No man is an island, entire of itself. — JOHN DONNE

Consider the full-page ad for Harley-Davidson motorcycles that ran in USA Today on August 27, 2009. IT'S A FREE COUNTRY, the headline proclaimed, BUT HAVE YOU FELT LIKE THAT LATELY?

Then, in smaller print, but still in caps: IS IT STARTING TO FEEL CLAUSTROPHOBIC INSIDE THE SAFETY NET? It seemed to us like a strange ad to place at a time when the economy was reeling and polls showed Americans were feeling very insecure indeed. But in its own way, it beautifully summarized a dominant American idea: freedom trumps security.

Yet much evidence suggests that a sense of security actually provides the foundation for risk-taking, freedom, and individualism, much as discipline, patience, and knowledge of music fundamentals provide the basis for free-wheeling jazz. Happiness polls have found that in countries like Denmark, where the safety net is tightly woven, respondents are most likely to say that they feel “free to do the things I want to do.”1 Sure, it's possible to go too far and remove too much of the risk and adventure from life. No doubt that was the case in the former Soviet Union. But that's hardly the case in this economy, where the safety net has been getting weaker for the past thirty years.

Somewhere in the middle of his long reign, George W. Bush offered a glimpse of his vision for our future. Bush called it the Ownership Society.2 In his view, John Donne was wrong, and probably a wimp. Indeed, Bush declared in effect, “Every man is an island, fully responsible for himself.” Every American, Bush made clear, should provide for his or her own social security, health care, retirement plans, and a host of other forms of insurance. Americans were told to say good-bye to the concept of social insurance and pooled risk, to the idea that they are all in this together.

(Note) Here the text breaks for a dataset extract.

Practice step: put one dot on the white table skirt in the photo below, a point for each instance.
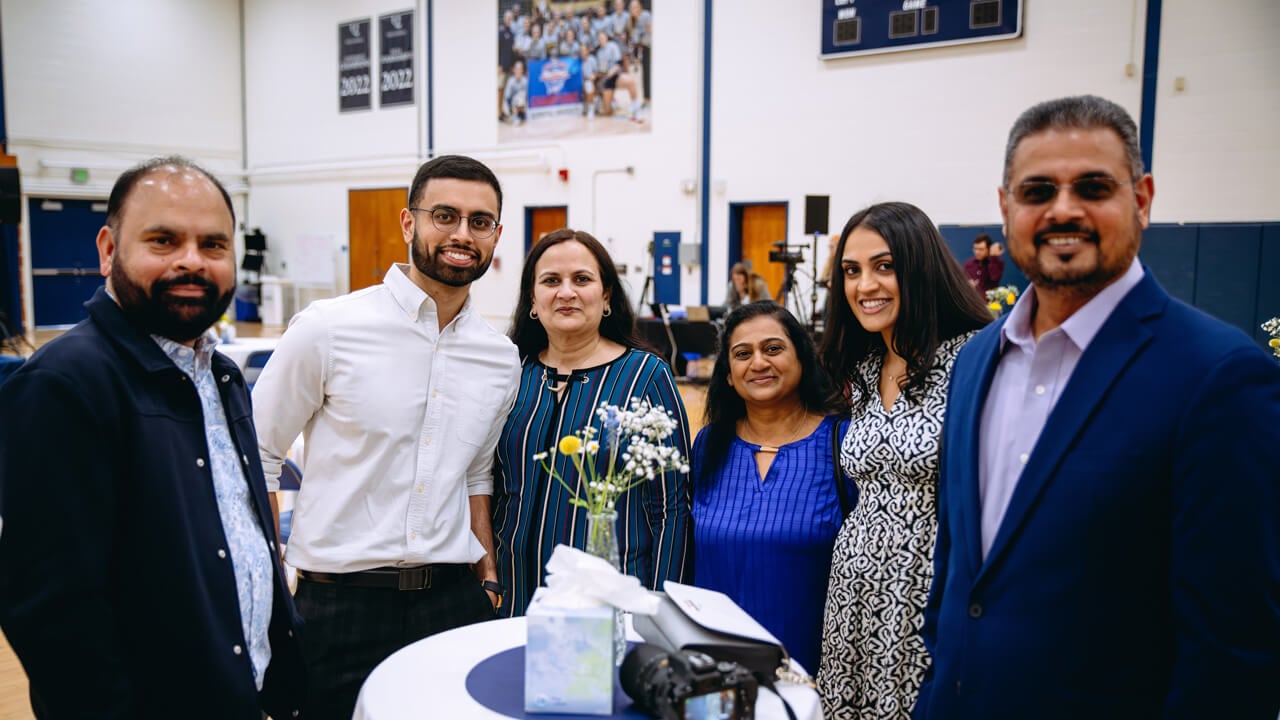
(428, 678)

Bush might have called it the You're on Your Ownership Society. But this idea didn't originate with him. It was the culmination of a generation of policies directed at stripping Americans of security guarantees they had become accustomed to since the New Deal.

“You know how to spend your money better than government does,” said Bush.3 Clever phrase; countless heads must have bobbed in affirmation. But when it comes to economic security, it's not as easy as it sounds.